モリスダンスとは?
もりすだんす
モリスダンスとは、イングランドの民俗舞踊で、スティックや手巾・ベルを用いたグループ演舞として祭礼や祝祭で伝承されてきた伝統舞踊です。
モリスダンス(Morris Dance)は、イングランドに古くから伝わる民俗舞踊の一形式で、男性グループが白いスモック(作業着)やベルを付けた脚当てを身につけ、スティックや白いハンカチを使って踊ることで知られています。15世紀頃には記録が残っており、農業社会における春の豊穣祈願や地域の祭礼と深く結びついた舞踊です。
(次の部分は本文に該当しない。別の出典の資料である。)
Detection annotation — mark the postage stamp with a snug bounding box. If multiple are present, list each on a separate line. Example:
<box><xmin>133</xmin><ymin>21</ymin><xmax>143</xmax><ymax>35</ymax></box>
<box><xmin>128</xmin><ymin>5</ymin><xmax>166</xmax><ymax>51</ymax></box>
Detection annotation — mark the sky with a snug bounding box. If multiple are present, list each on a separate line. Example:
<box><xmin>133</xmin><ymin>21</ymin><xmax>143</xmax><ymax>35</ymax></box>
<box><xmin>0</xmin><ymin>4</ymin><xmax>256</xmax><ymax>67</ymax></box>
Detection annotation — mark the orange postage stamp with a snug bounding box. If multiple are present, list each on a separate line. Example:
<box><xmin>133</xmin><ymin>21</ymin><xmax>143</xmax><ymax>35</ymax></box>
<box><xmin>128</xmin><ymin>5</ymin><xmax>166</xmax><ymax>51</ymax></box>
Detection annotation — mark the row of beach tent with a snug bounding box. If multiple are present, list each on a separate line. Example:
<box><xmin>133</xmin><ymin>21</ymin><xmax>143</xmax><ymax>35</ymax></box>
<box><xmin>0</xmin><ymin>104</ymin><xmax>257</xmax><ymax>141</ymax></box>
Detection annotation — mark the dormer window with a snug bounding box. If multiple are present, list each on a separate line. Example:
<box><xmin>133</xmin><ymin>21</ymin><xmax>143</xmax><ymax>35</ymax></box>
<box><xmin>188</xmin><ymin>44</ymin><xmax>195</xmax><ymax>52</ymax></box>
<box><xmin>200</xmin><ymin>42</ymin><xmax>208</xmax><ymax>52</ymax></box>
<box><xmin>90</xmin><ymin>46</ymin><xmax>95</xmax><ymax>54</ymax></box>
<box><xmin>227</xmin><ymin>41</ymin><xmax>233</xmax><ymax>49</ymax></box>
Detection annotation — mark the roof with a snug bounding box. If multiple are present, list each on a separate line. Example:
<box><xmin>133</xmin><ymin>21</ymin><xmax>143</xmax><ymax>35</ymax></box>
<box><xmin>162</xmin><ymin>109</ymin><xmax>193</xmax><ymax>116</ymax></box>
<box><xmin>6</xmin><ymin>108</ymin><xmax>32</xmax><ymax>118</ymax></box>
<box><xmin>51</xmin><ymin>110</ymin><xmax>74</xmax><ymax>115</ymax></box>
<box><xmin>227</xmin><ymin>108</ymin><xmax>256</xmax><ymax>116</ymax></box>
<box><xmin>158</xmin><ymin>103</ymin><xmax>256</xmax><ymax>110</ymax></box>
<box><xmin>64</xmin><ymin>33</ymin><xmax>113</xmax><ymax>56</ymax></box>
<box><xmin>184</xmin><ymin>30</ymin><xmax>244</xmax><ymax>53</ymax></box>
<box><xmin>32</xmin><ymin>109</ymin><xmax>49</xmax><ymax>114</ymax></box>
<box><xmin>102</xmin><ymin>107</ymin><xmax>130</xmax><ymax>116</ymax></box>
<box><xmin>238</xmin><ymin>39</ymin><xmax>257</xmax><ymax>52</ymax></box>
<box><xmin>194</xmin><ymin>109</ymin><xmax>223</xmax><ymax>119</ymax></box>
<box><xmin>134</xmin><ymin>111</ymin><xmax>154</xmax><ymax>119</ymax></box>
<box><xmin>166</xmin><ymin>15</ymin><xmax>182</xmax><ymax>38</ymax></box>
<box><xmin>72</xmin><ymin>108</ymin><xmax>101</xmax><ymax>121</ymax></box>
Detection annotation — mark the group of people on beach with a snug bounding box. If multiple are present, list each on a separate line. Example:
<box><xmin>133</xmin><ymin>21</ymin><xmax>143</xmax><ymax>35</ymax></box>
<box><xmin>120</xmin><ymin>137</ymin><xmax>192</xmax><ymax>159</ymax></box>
モリスダンスには地域ごとに異なる流派・スタイルが存在します。
- コッツウォルズ・モリス:最も広く知られる「正統派」とされるスタイル
- ボーダー・モリス:ウェールズ境界地方のスタイル、顔を黒く塗る仮装が特徴
- ノースウェスト・モリス:隊列を組んで行進しながら踊るスタイル
- ロングソード・ダンス:剣を使う変形スタイル(ヨークシャー地方など)
産業革命以降に一時衰退しましたが、19〜20世紀のフォークリバイバル運動(民謡・民俗芸能の復興)によって再評価・普及しました。民族音楽学者セシル・シャープらによる記録と普及活動が大きく貢献しています。
現在も「モリス・フェデレーション」などの団体が中心となり、イギリス各地で愛好グループが活動しています。春の祭りや観光イベントで演じられる光景は、イングランドの伝統文化を象徴するものとして親しまれています。
使い方・例文
イングランドのメーデー(春祭り)でベルを鳴らしながらモリスダンスが披露される場面や、伝統文化フェスティバルで地元の愛好団体が演舞を行う場面で登場します。